For the third part of the book the Editor is responsible, though all that is valid in it he owes to authentic records and to the advice of Miss Sullivan.
The Editor desires to express his gratitude and the gratitude of Miss Keller and Miss Sullivan to The Ladies’ Home Journal and to its editors, Mr. Edward Bok and Mr. William V. Alexander, who have been unfailingly kind and have given for use in this book all the photographs which were taken expressly for the Journal; and the Editor thanks Miss Keller’s many friends who have lent him her letters to them and given him valuable information; especially Mrs. Laurence Hutton, who supplied him with her large collection of notes and anecdotes; Mr. John Hitz, Superintendent of the Volta Bureau for the Increase and Diffusion of Knowledge relating to the Deaf; and Mrs. Sophia C. Hopkins, to whom Miss Sullivan wrote those illuminating letters, the extracts from which give a better idea of her methods with her pupil than anything heretofore published.
Messrs. Houghton, Mifflin and Company have courteously permitted the reprinting of Miss Keller’s letter to Dr. Holmes, which appeared in “Over the Teacups,” and one of Whittier’s letters to Miss Keller. Mr. S. T. Pickard, Whittier’s literary executor, kindly sent the original of another letter from Miss Keller to Whittier.
John Albert Macy.
Cambridge, Massachusetts, February 1, 1903.

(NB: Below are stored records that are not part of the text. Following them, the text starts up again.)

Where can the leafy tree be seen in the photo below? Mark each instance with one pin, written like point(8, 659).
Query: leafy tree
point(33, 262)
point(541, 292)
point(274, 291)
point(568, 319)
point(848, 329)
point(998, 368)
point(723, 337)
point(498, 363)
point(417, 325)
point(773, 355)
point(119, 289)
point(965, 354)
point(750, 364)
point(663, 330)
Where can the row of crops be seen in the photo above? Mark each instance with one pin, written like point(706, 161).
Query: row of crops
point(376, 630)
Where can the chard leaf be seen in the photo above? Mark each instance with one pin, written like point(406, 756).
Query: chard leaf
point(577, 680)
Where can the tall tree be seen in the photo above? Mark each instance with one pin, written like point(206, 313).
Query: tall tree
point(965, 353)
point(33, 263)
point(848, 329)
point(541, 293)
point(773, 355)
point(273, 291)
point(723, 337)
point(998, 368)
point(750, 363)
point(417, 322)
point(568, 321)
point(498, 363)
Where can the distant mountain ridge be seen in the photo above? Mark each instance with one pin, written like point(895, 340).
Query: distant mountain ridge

C.M. Bell, Helen Keller and Anne Sullivan, 1891–1894
It is with a kind of fear that I begin to write the history of my life. I have, as it were, a superstitious hesitation in lifting the veil that clings about my childhood like a golden mist. The task of writing an autobiography is a difficult one. When I try to classify my earliest impressions, I find that fact and fancy look alike across the years that link the past with the present. The woman paints the child’s experiences in her own fantasy. A few impressions stand out vividly from the first years of my life; but “the shadows of the prison-house are on the rest.” Besides, many of the joys and sorrows of childhood have lost their poignancy; and many incidents of vital importance in my early education have been forgotten in the excitement of great discoveries. In order, therefore, not to be tedious I shall try to present in a series of sketches only the episodes that seem to me to be the most interesting and important.